William Stanley Jevons figured this out in 1865.
When steam engines got more efficient, economists expected Britain to use less coal.
Instead, they used three times more because cheaper steam power became accessible to industries that couldn't afford it before.
Efficiency didn't conserve the resource but rather unlocked an explosion of new demand.
Every major AI efficiency gain has followed this exact pattern:
- Flash Attention (2022): Cut attention memory ~4x. Context windows exploded from 2K to 100K+ tokens, and total memory demand increased.
- DeepSeek R1 (2025): Cut training compute by ~75%. NVIDIA saw a historic selloff, but hyperscaler CapEx ramped shortly after, and the stock hit new highs within weeks.
- TurboQuant (2026): Cuts KV cache ~6x. The likely outcome is longer context models becoming cheaper to run, unlocking a new wave of demand.
That last point is the specific mechanism.
Google tested 10M-token context windows with Gemini 1.5 Pro and disclosed that the results were great, but they chose not to release the model partly because inference costs were too high.
A 10M-token session requires around 410GB of KV cache, which means locking up five H100 GPUs for one user at a time.
At current cloud pricing, that's hundreds of dollars per conversation, and no product gets built on that math.
TurboQuant compresses that 410GB down to around 68GB, one H100.
Now the economics work. Google ships it, the industry follows, developers build on top at scale, and total inference HBM demand goes up, not down.
The efficiency will likely unlock the next generation of products that will consume more of it.
The counter-signals everyone is ignoring
At CES 2026, NVIDIA launched the Context Memory Storage Platform, a purpose-built appliance specifically designed to scale KV cache beyond what GPU memory can hold.

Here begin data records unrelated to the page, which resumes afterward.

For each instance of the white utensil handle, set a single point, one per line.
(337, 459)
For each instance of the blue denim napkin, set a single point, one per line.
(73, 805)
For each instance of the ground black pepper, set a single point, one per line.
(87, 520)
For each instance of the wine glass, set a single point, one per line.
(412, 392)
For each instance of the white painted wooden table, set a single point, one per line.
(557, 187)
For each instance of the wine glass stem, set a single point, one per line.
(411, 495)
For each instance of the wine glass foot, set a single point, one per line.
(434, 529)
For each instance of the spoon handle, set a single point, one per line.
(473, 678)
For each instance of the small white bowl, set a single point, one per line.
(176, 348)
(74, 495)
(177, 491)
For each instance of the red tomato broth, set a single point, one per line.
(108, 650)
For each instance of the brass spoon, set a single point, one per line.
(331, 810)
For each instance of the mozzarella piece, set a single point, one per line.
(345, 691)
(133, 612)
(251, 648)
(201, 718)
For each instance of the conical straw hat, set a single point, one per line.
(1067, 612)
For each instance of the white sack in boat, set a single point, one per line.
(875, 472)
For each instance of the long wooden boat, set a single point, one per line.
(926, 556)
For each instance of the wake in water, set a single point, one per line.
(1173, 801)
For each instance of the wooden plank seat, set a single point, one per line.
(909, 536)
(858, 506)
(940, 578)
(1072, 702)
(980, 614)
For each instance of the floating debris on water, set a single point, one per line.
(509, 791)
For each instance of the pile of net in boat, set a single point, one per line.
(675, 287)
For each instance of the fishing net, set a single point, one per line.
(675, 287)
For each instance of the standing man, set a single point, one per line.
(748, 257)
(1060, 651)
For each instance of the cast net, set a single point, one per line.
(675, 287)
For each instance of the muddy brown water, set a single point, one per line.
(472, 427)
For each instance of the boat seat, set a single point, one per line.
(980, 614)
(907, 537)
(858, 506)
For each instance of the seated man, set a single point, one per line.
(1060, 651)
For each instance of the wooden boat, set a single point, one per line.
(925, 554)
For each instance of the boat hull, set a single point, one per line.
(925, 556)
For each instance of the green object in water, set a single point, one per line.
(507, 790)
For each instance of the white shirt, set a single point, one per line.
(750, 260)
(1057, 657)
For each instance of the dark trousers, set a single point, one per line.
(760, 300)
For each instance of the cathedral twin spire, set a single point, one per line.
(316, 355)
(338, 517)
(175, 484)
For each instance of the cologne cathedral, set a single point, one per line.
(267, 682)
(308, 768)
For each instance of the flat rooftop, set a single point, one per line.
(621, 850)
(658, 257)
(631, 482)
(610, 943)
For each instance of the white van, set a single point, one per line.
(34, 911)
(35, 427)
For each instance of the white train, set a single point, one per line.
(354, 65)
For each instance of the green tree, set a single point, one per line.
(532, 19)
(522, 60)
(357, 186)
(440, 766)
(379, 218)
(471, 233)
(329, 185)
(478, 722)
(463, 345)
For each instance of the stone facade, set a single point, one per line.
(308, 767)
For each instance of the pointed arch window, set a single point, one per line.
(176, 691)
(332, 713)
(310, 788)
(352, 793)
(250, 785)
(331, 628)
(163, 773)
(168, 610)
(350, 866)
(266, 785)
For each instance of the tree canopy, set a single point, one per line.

It connects HBM to standard server memory to NVMe SSDs in a tiered stack, with dedicated chips managing the movement of data between layers in real time.
Hardware roadmaps are built 18 to 36 months in advance.
NVIDIA didn't read the TurboQuant paper and scramble, but they saw the KV cache scaling problem coming almost two years ago, and their answer was to build dedicated hardware to scale it, not compress it away.
Companies don't build new product categories for problems that are about to disappear; they build for problems that are about to get much, much larger.
Now let’s zoom out. Jensen believes AI infrastructure spending could reach $3T to $4T by the end of the decade.
If NVIDIA holds its roughly 55-60% market share through that period, analysts at New Street Research project the company could become the first in history to hit $1T in annual revenue from data centers alone.
That's three out of every ten dollars spent on AI infrastructure flowing through NVIDIA's order book.
Every one of those dollars runs on memory, and the demand is only accelerating.
Then there's Terafab.
Elon Musk announced a joint $20-25B semiconductor fabrication facility between Tesla, SpaceX, and xAI.
The goal is one terawatt of computing output per year, a number so large it has no precedent in the history of private manufacturing.
Musk was explicit about why he's doing it.
All the existing fabs on Earth combined produce roughly 2% of the compute, he says, his company will eventually need.
TSMC, Samsung, Micron, all growing, just not fast enough. "We either build the Terafab, or we don't have the chips," he said. "And we need the chips".
Terafab will include memory production under the same roof as chip design, lithography, fabrication, and packaging. Small-batch AI5 production is targeted for late 2026, volume in 2027, with a long-term goal of 100 to 200 billion custom AI and memory chips per year at full scale.
One man deciding to build the largest semiconductor fab in history because the rest of the industry isn't expanding fast enough is not the behavior of someone who thinks memory demand is about to fall off a cliff.
What could actually disrupt this trade?
Honest analysis means naming the risks that could genuinely break the thesis, not dismissing them.
Here's what's actually worth watching.
China is one of them. CXMT is ramping DRAM capacity faster than most people realize. They are not in HBM yet, but they are scaling standard DRAM aggressively.
If export controls ease, that added supply could put real pressure on commodity pricing.
The entire bull case also depends on hyperscalers continuing to spend. Amazon, Microsoft, Google, and Meta are committing hundreds of billions to AI infrastructure.
Apollo puts it into perspective: hyperscalers are spending over $600B a year on CapEx, more than the combined military budgets of Germany, the UK, France, Japan, Italy, and Canada.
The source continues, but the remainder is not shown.